Veramente difficile comprendere l’incarnarsi di un infinito in un finito miserrimo e piccolo com’è l’uomo, che in modo contradditorio non può non sentirsi contemporaneamente tanto grande da arrivare a dichiararsi lui stesso un dio, o a credersi tale.

La contraddizione della nostra piccolezza vissuta in contemporaneità con la “sensazione” di essere, o il “desiderio” di essere grandi, in effetti è in noi. Che poi si tenti di superare il problema in modi tutti molto discutibili, più o meno saggi, più o meno logici, è argomento che ha stimolato nei secoli i cervelli di moltissimi pensatori.
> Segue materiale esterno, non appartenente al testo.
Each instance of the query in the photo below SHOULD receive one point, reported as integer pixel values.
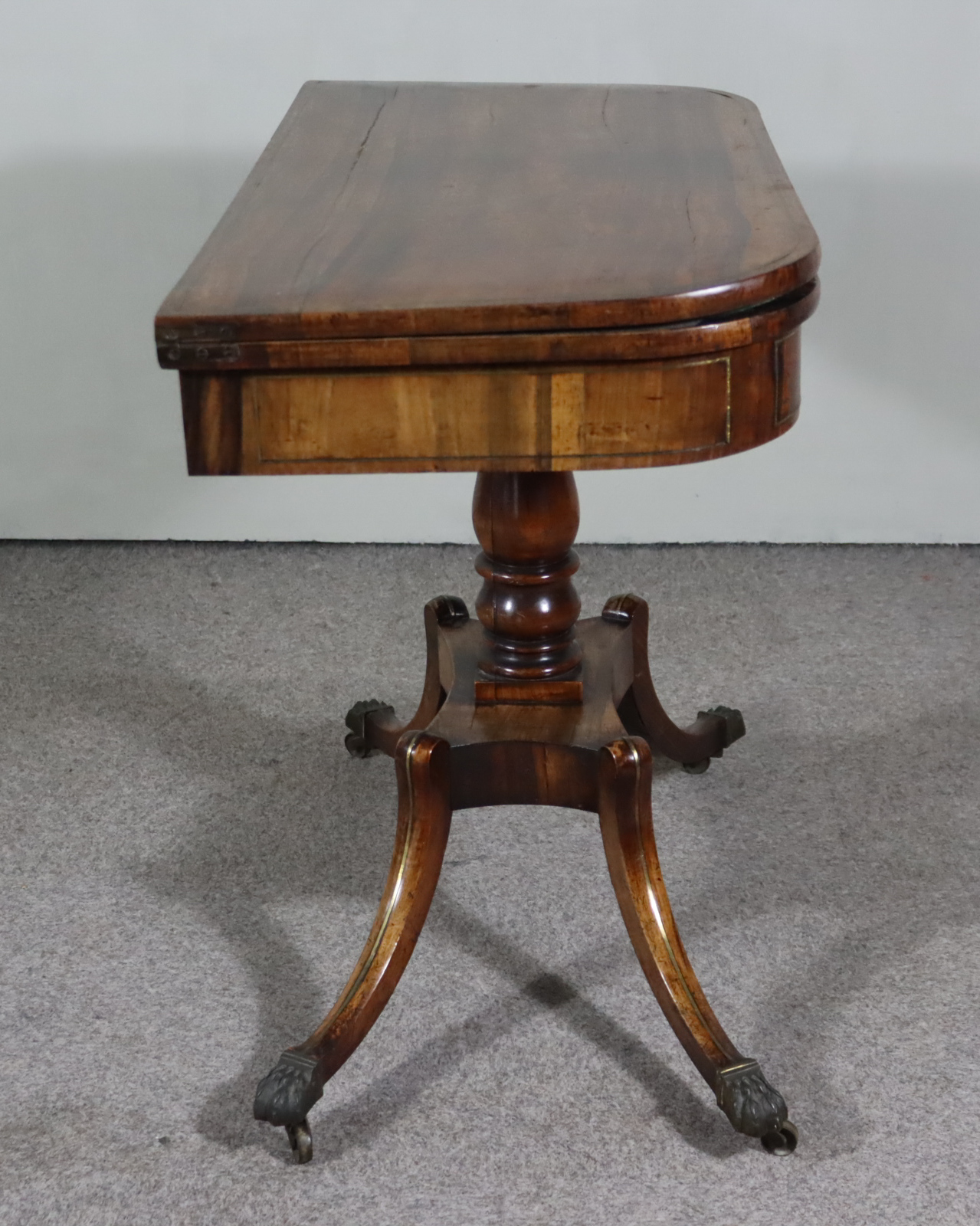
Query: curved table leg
(285, 1097)
(375, 725)
(751, 1103)
(643, 715)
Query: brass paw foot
(755, 1109)
(357, 739)
(285, 1095)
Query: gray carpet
(192, 864)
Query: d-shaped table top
(496, 276)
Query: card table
(516, 281)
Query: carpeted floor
(192, 862)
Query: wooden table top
(444, 210)
(451, 277)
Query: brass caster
(300, 1140)
(783, 1140)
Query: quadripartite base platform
(528, 705)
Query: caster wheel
(783, 1140)
(300, 1140)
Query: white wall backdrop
(128, 128)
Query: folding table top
(444, 210)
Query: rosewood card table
(516, 281)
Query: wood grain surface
(437, 210)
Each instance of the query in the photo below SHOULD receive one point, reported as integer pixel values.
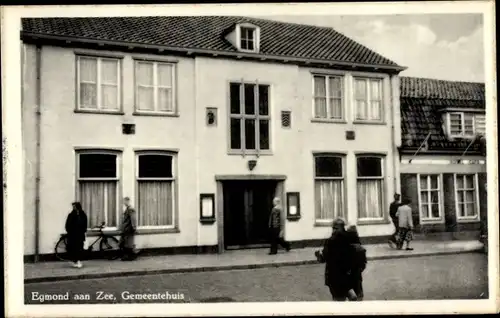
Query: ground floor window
(430, 197)
(97, 183)
(156, 190)
(466, 194)
(370, 187)
(328, 187)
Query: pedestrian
(128, 229)
(358, 264)
(276, 228)
(337, 254)
(405, 219)
(393, 209)
(76, 227)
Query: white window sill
(328, 120)
(153, 113)
(99, 111)
(368, 122)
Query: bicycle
(108, 245)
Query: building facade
(443, 155)
(201, 121)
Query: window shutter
(286, 118)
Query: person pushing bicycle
(128, 229)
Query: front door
(247, 205)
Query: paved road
(462, 276)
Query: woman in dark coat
(76, 227)
(337, 254)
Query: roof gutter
(161, 48)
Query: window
(368, 99)
(155, 91)
(98, 84)
(97, 187)
(156, 190)
(467, 204)
(461, 124)
(249, 117)
(328, 97)
(247, 38)
(370, 188)
(430, 197)
(329, 187)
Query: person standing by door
(405, 217)
(76, 227)
(128, 229)
(393, 209)
(276, 228)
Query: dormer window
(247, 38)
(464, 124)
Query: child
(358, 265)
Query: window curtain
(370, 196)
(328, 199)
(155, 203)
(320, 97)
(98, 198)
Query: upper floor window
(368, 99)
(247, 38)
(328, 97)
(98, 83)
(370, 187)
(155, 87)
(97, 186)
(156, 190)
(249, 117)
(329, 187)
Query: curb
(224, 267)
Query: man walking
(76, 227)
(393, 209)
(338, 255)
(128, 229)
(276, 228)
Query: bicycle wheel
(61, 249)
(110, 247)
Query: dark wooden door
(247, 205)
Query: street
(461, 276)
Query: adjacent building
(203, 120)
(443, 159)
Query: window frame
(99, 82)
(256, 117)
(117, 180)
(255, 33)
(327, 77)
(476, 217)
(155, 86)
(343, 196)
(174, 181)
(368, 79)
(463, 133)
(384, 207)
(428, 176)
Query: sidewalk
(230, 260)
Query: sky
(441, 46)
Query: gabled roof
(278, 39)
(421, 102)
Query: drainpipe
(38, 156)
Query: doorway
(247, 205)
Concludendo: piccoli, minuti, pieni di contraddizioni, soggetti alla morte ma con in noi il desiderio di eternità e la sensazione di essere molto di più della nostra miseria. Viene da qui l’aver fatto incarnare un infinito nel nostro finito? Viene da qui l’attesa del “messia” presente esplicitamente nella cultura ebraica ed implicitamente nelle altre culture umane? Sono tutti interrogativi presenti da secoli nei nostri pensieri che si scontrano continuamente col mistero (inteso come sconosciuto progetto da scoprire) della vita.
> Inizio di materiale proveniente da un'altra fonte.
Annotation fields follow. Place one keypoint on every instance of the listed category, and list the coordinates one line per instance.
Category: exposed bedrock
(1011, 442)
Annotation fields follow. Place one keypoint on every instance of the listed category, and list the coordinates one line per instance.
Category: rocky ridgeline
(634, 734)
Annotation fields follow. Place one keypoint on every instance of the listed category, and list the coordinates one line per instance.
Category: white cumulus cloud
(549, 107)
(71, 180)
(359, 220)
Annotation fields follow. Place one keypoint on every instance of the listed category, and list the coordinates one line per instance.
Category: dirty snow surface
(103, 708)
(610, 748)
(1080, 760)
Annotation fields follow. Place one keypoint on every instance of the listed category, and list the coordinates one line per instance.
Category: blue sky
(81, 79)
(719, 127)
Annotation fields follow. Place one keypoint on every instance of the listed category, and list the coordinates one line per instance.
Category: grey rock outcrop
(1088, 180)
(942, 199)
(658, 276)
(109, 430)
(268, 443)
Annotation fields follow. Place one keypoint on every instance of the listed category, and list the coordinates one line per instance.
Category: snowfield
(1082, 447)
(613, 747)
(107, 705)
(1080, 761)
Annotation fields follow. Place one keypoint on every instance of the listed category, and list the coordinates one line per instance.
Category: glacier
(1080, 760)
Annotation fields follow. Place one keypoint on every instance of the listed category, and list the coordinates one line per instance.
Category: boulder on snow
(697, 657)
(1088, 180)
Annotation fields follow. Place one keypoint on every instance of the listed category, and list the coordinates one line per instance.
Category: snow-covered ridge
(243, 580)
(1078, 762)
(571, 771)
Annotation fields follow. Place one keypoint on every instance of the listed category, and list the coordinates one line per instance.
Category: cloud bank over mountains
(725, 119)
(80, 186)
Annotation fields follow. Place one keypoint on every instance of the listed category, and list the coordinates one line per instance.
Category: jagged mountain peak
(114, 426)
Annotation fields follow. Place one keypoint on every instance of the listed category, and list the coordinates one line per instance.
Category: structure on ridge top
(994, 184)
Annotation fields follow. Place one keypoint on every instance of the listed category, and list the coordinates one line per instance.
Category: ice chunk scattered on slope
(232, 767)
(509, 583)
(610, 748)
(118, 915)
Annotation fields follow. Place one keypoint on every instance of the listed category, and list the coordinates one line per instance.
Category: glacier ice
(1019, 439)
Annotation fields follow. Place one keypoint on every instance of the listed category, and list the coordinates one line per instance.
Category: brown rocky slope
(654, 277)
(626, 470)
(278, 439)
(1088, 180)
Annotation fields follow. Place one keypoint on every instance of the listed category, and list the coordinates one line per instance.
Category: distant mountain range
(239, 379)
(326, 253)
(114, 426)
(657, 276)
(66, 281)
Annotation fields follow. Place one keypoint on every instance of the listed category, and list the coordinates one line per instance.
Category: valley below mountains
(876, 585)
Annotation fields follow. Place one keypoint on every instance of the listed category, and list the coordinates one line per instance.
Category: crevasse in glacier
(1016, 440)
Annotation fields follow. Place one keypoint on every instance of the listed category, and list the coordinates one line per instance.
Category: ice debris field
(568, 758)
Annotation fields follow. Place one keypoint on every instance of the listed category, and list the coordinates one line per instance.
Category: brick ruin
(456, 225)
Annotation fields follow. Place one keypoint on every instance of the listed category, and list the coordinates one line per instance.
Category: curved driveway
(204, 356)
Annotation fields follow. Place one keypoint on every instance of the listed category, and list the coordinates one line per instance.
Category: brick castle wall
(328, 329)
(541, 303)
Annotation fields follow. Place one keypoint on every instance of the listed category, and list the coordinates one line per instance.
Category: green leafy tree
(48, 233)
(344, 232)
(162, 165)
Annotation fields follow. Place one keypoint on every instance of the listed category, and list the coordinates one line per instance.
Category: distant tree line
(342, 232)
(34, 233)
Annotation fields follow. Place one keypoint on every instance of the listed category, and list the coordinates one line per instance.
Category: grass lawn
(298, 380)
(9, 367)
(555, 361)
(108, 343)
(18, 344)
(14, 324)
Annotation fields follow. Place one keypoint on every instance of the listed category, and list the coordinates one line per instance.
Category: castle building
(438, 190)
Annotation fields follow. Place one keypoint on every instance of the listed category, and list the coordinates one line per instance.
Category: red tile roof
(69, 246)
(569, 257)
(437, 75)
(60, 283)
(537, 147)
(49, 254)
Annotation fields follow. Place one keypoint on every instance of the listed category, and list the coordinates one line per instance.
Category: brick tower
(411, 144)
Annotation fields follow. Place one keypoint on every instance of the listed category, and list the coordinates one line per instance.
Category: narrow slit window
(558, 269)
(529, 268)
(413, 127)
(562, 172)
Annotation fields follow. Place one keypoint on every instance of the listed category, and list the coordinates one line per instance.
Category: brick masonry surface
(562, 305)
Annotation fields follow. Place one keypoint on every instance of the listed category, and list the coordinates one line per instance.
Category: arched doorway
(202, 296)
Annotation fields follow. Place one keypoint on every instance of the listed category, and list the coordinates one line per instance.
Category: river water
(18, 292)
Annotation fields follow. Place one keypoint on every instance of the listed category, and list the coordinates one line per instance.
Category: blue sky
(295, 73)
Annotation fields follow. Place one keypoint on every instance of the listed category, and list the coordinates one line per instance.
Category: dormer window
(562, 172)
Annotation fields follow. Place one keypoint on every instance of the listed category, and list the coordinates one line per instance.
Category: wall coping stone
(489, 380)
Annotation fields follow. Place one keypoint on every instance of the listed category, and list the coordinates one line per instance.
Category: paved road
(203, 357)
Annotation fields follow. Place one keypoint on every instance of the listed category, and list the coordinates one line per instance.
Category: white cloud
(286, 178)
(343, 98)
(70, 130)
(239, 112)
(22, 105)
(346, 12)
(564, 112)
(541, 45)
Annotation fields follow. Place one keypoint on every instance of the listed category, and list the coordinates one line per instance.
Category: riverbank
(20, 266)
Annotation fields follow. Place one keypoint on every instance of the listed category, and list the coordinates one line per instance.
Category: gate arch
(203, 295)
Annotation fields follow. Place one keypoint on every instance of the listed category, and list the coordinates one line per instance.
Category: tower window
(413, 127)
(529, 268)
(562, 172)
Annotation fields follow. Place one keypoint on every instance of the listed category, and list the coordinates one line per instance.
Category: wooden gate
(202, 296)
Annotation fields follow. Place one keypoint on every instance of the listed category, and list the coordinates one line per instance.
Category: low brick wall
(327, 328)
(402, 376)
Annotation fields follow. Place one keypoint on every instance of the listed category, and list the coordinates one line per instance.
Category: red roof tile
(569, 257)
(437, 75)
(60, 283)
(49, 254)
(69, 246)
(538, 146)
Per i cristiani duemila anni fa avvenne l’incarnazione ed attorno a questo evento sono nate tante, troppe parole, ma per la grandezza immensa del fatto non poteva che essere cosi. Parole razionali, parole di fede, parole fantasiose, parole false, parole di negazione, parole d’ira, fino anche alla bestemmia, e molte altre, tutte mescolate tra di loro e tutte non potevano non esserci perché troppo grande era ed è la pretesa: un infinito collocato, racchiuso nel finito. Impossibile? Può darsi, ma anche possibile. Una cosa simile non poteva non creare grandi reazioni e fu versato sangue, tanto sangue perchè, come tutti sappiamo, nella sua follia l’uomo, belva feroce, è convinto che il sangue risolva i problemi del convivere, specialmente in un tempo (ma forse questo nell’umanità c’è sempre stato) in cui la violenza era presente in modo esponenziale.
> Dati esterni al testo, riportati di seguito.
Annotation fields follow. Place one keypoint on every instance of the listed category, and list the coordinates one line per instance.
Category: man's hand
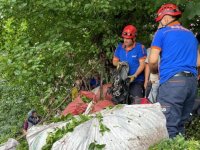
(132, 78)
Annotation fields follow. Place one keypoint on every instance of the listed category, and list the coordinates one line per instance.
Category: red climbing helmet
(129, 32)
(168, 9)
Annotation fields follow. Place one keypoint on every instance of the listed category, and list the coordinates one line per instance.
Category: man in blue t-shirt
(179, 58)
(134, 54)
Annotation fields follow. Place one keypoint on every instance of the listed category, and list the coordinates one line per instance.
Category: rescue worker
(151, 83)
(134, 54)
(179, 58)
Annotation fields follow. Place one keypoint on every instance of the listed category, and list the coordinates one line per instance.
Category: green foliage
(103, 128)
(178, 143)
(45, 45)
(95, 146)
(23, 145)
(193, 128)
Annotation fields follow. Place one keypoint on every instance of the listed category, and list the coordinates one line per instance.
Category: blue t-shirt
(132, 58)
(179, 49)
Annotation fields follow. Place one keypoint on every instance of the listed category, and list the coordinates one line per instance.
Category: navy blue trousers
(177, 97)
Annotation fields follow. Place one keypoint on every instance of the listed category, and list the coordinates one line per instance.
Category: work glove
(120, 64)
(132, 78)
(153, 77)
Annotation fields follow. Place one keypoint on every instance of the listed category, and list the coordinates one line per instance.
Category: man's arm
(153, 60)
(147, 73)
(140, 69)
(115, 62)
(198, 58)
Appare evidente che per i cristiani la grandezza di quanto avvenuto non è tanto il momento della nascita, di questa incarnazione, il Natale appunto, ma il momento della morte del Dio incarnato, con tutte le “importanti” conseguenze a noi ben note. Come detto, quella morte fu provocata dall’odio, dalla violenza, dall’incapacità di comprendere il Suo messaggio specialmente da parte dei potenti, che vedevano in Lui un pericolo per il loro potere; e questo ha dato origine al dono massimo che un essere può realizzare, cioè il donare tutto se stesso per amore. In effetti, in una realtà drammatica dove imperava la violenza, la forza, compare uno che dice che la cosa decisiva per l’uomo è l’amore, l’amare gli altri come te stesso, tanto da giungere a perdonare l’offesa settanta volte sette. È questo che i credenti cristiani devono sottolineare, vivere profondamente, far proprio nella loro vita nel momento del Natale, che combacia con l’evento astronomico che eternamente si ripete affascinando gli uomini e sottolineando la grandezza del ripetersi della vita, nonostante appunto la presenza ineluttabile della morte. Tutta la superficialità che ci circonda in questi giorni può convivere, ma non deve superare, soffocare, l’importante nocciolo dell’amore contenuto in questa festività, tanto che domenica scorsa alla messa, nel momento della preghiera dopo l’ascolto della Parola, abbiamo pregato (e mi ha molto colpito) “per la Chiesa, che annuncia il primato dell’amore, per la costruzione di un nuovo umanesimo, ….”.

Sento il bisogno di sottolineare nuovamente che mi affascina il coincidere dell’evento religioso con questo sole che, sceso sul lontano nostro orizzonte verso la punta della piramide del Monviso, riprende a risalire oltre le cime del Monte Rosa che supererà, diventando simbolo di un’eternità che ci sfugge, intrigandoci e provocando in noi garbuglio di pensieri, versamento di parole, realizzazione di opere d’arte, infinità di scritti, in concomitanza con i dolori, le gioie e le lacrime che costellano la nostra vita.